Janet is Senior Lecturer in Special Education at the University of East London, teaching on both undergraduate and postgraduate programmes. In 2001, she co-founded the charity, Action Duchenne, with her partner, Nick Catlin, after their son, Saul, was diagnosed with DMD. From 2008 to 2011, Janet ran the lottery-funded ‘Include Duchenne’ project, which worked with over 60 children with DMD and their schools and families across the UK, to improve reading and learning skills. The project won the 2011 National Lottery Award for Education. 

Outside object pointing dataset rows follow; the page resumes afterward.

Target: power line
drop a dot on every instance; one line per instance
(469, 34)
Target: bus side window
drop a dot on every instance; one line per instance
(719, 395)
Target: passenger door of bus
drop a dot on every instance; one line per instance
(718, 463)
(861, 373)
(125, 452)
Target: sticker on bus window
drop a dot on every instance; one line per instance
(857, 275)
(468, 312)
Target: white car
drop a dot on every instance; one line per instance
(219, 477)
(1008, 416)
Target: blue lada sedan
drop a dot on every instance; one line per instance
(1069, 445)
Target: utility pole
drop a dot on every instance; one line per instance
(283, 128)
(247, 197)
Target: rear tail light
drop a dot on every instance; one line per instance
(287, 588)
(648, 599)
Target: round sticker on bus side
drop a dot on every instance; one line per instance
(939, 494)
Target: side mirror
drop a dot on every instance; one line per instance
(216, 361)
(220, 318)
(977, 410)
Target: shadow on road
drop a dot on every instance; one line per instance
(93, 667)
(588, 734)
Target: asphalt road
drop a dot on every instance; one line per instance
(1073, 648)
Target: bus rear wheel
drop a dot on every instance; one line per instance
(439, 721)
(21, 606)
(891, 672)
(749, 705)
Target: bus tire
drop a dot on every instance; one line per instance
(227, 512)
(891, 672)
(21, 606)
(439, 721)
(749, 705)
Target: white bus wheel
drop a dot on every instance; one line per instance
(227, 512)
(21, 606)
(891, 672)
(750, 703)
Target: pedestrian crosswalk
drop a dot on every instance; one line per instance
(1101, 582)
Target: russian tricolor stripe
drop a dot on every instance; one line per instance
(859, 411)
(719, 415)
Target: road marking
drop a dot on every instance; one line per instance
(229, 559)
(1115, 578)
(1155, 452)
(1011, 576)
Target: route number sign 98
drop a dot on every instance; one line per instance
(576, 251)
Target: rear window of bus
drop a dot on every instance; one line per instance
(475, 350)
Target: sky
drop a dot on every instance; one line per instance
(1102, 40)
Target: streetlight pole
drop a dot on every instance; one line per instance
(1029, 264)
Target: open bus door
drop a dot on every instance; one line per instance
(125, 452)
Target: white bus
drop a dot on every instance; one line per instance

From 2011 to 2016, Janet co-managed the lottery-funded 'Takin’ Charge Transition to Adulthood' project, which worked with 80 young people with DMD, aged between 14 and 19 years, and their families - supporting teenagers with DMD to be aspirational about their future. Through the community interest company, Decipha, Janet has worked with children, with a range of learning and behaviour difficulties, and led a Department for Education-funded Leadership programme for young adults with life-limiting impairments. 

Janet is currently involved in research, which is exploring the experience of young people with life-limiting impairments and their views on the new SEND reforms in a time of austerity. She has edited the book 'A Guide to Duchenne Muscular Dystrophy : Information and Advice for Teachers and Parents', which is free for families affected by DMD in the UK.